Reputation: 9054
I have
if board[a][b] == 0:
board[a][b] = chr(current_char)
I want to refactor into one line. Something like the following:
board[a][b] = chr(current_char) if board[a][b] == 0
It seems that the closest I can come to this is
board[a][b] = chr(current_char) if board[a][b] == 0 else board[a][b]
But the else clause seems redundant. Is there a stylistically better way to accomplish this?
Upvotes: 2
Views: 527
Reputation: 5291
You can do this in Python:
if board[a][b] == 0: board[a][b] = chr(current_char)

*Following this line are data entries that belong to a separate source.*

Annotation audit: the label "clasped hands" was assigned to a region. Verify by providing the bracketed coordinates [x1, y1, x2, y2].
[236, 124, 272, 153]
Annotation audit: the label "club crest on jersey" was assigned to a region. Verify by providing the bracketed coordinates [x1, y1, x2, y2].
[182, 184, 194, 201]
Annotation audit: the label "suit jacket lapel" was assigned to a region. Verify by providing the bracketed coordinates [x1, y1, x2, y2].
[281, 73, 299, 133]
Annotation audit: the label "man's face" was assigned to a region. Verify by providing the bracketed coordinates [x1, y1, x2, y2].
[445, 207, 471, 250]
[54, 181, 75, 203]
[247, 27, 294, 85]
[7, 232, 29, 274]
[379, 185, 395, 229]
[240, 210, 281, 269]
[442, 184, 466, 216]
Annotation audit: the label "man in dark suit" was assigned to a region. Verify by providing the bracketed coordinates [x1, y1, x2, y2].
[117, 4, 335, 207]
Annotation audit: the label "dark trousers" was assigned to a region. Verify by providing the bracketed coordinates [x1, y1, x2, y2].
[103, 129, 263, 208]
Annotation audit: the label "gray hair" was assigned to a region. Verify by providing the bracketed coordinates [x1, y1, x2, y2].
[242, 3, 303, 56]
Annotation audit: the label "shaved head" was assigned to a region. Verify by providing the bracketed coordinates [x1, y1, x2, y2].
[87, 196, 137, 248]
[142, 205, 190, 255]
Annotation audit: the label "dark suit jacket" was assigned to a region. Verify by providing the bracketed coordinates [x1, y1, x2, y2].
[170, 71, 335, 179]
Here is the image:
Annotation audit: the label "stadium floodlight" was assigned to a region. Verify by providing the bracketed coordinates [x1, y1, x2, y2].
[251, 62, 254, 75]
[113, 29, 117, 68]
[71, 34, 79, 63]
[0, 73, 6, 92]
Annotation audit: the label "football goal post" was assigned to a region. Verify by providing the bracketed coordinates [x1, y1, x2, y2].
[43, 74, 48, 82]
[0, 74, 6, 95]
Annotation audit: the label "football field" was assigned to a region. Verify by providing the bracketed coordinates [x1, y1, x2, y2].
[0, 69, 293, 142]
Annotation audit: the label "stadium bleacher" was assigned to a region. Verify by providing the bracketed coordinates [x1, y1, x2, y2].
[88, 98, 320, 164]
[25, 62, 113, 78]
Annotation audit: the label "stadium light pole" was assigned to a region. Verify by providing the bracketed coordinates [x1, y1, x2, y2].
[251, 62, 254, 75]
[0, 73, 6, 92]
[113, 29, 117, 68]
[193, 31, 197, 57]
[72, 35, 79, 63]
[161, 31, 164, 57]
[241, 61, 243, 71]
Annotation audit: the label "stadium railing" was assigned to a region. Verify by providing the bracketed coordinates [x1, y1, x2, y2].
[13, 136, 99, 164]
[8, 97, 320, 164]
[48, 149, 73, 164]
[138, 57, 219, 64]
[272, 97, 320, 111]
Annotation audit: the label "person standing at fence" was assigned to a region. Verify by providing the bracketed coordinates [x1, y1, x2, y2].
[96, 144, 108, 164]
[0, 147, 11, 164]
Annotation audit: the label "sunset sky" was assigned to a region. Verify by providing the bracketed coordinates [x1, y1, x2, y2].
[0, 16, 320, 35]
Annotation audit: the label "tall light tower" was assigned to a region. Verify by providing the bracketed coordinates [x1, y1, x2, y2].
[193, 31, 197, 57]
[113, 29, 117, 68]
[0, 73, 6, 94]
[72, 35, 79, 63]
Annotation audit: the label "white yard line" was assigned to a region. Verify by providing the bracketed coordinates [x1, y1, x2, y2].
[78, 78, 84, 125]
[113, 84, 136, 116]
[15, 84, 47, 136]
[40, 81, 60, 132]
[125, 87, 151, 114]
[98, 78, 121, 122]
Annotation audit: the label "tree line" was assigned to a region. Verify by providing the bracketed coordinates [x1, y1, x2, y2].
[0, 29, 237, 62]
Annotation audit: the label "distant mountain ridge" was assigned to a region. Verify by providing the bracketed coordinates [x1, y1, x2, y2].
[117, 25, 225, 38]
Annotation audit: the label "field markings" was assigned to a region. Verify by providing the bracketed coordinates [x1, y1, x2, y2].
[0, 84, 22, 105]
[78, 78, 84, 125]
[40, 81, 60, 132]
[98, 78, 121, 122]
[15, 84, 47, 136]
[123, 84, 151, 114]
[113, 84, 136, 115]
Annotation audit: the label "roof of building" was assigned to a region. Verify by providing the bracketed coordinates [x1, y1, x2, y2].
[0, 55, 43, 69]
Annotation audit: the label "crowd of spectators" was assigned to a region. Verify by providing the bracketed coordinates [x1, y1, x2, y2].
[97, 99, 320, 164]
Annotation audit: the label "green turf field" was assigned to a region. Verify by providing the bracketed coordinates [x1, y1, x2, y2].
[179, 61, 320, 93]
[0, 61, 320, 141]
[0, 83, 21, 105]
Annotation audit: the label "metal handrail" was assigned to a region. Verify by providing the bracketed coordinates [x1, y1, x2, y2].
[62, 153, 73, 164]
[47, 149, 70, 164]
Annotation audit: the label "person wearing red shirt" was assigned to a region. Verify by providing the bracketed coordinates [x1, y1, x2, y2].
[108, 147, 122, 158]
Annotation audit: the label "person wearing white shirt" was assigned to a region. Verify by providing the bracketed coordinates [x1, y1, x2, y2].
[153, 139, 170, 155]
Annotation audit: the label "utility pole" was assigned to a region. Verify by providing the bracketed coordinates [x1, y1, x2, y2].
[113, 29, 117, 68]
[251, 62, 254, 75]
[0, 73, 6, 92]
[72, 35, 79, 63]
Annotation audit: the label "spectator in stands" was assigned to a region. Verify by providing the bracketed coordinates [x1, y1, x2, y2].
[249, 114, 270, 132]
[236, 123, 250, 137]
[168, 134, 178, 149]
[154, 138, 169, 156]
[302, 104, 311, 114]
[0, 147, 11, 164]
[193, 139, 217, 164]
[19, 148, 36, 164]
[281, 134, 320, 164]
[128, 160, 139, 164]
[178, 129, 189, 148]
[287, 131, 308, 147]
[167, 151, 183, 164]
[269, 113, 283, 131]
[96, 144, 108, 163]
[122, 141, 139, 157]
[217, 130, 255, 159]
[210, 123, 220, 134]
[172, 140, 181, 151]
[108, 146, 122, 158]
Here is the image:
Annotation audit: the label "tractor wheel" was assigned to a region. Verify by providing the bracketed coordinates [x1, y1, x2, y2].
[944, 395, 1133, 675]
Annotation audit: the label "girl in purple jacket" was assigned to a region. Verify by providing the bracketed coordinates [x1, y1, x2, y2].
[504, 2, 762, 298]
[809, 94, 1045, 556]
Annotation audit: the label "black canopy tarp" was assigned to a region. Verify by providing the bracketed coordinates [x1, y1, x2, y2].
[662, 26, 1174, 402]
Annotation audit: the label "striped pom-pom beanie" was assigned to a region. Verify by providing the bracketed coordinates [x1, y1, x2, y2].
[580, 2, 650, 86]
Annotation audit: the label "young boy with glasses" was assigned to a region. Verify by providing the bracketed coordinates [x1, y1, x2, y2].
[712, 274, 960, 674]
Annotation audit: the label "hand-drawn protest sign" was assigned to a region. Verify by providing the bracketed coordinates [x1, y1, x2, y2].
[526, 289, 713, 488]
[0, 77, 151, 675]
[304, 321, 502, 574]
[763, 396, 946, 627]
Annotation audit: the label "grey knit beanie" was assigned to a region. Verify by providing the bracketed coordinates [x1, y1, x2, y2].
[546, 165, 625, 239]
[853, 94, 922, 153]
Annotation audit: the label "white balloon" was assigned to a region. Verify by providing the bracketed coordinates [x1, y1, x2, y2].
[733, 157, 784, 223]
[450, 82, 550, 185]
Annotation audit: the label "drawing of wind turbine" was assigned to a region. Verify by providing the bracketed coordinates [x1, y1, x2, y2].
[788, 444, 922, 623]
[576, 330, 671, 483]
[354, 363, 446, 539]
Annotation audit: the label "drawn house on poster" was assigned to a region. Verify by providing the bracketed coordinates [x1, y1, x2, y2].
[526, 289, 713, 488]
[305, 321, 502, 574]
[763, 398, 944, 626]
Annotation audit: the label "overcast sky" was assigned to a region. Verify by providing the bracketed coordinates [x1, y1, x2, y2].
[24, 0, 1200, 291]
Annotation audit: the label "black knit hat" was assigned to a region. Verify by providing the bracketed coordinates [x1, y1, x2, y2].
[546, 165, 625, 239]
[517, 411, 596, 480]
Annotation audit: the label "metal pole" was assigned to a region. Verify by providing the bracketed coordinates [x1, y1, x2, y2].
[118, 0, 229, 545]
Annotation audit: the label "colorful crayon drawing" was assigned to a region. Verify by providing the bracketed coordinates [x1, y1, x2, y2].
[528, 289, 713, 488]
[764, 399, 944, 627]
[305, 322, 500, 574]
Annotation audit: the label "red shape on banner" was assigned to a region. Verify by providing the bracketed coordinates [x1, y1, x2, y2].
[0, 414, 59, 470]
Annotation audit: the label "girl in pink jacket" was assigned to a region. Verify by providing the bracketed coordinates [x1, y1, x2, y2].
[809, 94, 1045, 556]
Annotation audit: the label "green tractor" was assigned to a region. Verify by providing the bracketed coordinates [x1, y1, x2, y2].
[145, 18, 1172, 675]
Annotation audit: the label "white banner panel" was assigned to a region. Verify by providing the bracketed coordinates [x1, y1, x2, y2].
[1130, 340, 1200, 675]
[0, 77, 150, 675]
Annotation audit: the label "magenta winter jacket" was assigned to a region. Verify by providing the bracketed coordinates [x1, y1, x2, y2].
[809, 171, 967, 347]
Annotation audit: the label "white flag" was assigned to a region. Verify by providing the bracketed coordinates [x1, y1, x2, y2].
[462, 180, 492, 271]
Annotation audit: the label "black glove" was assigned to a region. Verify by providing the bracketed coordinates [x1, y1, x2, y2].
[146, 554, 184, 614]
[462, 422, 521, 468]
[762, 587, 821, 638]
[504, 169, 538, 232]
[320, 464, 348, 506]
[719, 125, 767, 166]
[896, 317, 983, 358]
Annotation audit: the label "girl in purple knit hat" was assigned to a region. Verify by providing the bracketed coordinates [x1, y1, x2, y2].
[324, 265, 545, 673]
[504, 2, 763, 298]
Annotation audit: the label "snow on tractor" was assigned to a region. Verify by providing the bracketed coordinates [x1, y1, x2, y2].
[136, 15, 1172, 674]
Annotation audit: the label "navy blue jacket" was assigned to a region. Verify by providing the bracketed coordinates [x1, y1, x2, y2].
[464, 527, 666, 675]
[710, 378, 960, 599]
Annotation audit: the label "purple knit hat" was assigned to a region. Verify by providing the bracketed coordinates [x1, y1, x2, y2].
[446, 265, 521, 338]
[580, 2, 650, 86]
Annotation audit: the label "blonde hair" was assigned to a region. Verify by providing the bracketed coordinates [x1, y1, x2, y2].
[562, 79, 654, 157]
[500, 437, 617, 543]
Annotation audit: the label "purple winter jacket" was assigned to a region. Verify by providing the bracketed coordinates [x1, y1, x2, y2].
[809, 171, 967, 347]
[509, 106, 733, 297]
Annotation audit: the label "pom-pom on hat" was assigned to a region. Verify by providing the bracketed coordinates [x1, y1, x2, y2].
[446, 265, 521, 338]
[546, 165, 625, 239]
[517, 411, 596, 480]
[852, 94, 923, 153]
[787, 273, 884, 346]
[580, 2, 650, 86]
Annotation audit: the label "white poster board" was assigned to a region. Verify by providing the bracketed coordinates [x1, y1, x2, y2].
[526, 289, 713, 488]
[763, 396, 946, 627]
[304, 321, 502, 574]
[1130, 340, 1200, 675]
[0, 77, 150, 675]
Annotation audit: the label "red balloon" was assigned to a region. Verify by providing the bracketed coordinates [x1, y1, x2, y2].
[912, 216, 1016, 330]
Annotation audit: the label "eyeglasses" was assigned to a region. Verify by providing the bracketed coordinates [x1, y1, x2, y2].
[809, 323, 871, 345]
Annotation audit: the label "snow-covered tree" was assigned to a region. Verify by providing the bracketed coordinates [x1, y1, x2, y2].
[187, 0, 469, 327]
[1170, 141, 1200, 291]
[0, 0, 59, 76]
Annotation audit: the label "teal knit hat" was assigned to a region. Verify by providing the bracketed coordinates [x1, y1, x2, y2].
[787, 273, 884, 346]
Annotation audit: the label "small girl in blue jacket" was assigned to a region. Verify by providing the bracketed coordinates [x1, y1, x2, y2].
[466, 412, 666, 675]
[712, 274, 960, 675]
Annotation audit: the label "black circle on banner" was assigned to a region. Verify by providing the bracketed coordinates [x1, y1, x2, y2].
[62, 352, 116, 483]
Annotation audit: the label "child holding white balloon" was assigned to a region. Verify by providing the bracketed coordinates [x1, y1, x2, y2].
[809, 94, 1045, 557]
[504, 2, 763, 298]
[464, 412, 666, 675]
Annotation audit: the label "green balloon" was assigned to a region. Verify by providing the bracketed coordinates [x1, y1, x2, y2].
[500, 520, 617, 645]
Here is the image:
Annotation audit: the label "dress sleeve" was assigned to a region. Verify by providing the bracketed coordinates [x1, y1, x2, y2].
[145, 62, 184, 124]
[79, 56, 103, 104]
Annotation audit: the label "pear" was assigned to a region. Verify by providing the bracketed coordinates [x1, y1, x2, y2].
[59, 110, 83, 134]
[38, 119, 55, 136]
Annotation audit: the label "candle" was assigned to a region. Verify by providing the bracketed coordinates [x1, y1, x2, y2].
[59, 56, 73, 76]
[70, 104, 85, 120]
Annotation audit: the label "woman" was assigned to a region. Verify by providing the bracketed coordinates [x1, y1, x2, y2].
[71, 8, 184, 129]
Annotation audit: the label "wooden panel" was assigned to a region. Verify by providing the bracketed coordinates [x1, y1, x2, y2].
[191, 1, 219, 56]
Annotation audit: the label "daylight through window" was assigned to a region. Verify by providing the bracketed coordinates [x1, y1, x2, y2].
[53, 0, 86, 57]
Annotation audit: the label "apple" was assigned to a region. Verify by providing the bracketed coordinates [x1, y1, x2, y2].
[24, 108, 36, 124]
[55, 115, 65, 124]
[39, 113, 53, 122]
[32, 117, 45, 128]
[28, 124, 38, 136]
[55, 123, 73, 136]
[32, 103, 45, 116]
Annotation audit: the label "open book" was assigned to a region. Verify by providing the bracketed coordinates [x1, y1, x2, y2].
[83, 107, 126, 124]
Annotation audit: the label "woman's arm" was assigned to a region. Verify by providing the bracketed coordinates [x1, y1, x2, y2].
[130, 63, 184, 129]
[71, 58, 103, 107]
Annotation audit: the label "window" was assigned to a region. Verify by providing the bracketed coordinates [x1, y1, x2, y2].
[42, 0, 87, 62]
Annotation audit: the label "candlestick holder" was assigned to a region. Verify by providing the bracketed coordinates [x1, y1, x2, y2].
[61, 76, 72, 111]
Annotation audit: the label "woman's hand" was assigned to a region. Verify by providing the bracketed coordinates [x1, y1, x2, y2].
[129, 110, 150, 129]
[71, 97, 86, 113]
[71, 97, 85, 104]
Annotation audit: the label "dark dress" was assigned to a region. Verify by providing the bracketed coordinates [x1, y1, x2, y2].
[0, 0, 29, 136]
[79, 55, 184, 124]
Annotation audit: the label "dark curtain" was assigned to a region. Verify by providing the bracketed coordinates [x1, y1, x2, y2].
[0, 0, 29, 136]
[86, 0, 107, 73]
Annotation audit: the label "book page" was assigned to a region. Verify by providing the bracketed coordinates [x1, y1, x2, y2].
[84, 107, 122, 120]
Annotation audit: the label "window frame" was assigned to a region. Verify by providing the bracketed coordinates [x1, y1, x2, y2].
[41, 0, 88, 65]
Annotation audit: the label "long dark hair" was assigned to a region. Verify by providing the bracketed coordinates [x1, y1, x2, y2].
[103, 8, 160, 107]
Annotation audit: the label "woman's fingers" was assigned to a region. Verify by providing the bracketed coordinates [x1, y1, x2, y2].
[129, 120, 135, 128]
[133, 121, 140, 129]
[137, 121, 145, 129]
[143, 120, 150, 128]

if all you intend is to put this in one line.
Upvotes: 2
Reputation: 2161
Your two line version is easily the clearest. Stick with it.
>>> board[a][b] = board[a][b] or chr(current_char)
Traceback (most recent call last):
File "<stdin>", line 1, in <module>
TypeError: an integer is required
What just happened here? If your manager wrote it, you want to find a new manager. If you did, maybe your manager will be looking for a new employee, since the program crashed while you were on vacation.
Upvotes: -1
Reputation: 77107
Oldschool Python had a trick for doing the ternary before Python had a ternary operator. Actually, this trick will work in many programming languages. I'm only going to tell you if you promise not to use it.
Promise?
[val_if_false, val_if_true][bool(condition)]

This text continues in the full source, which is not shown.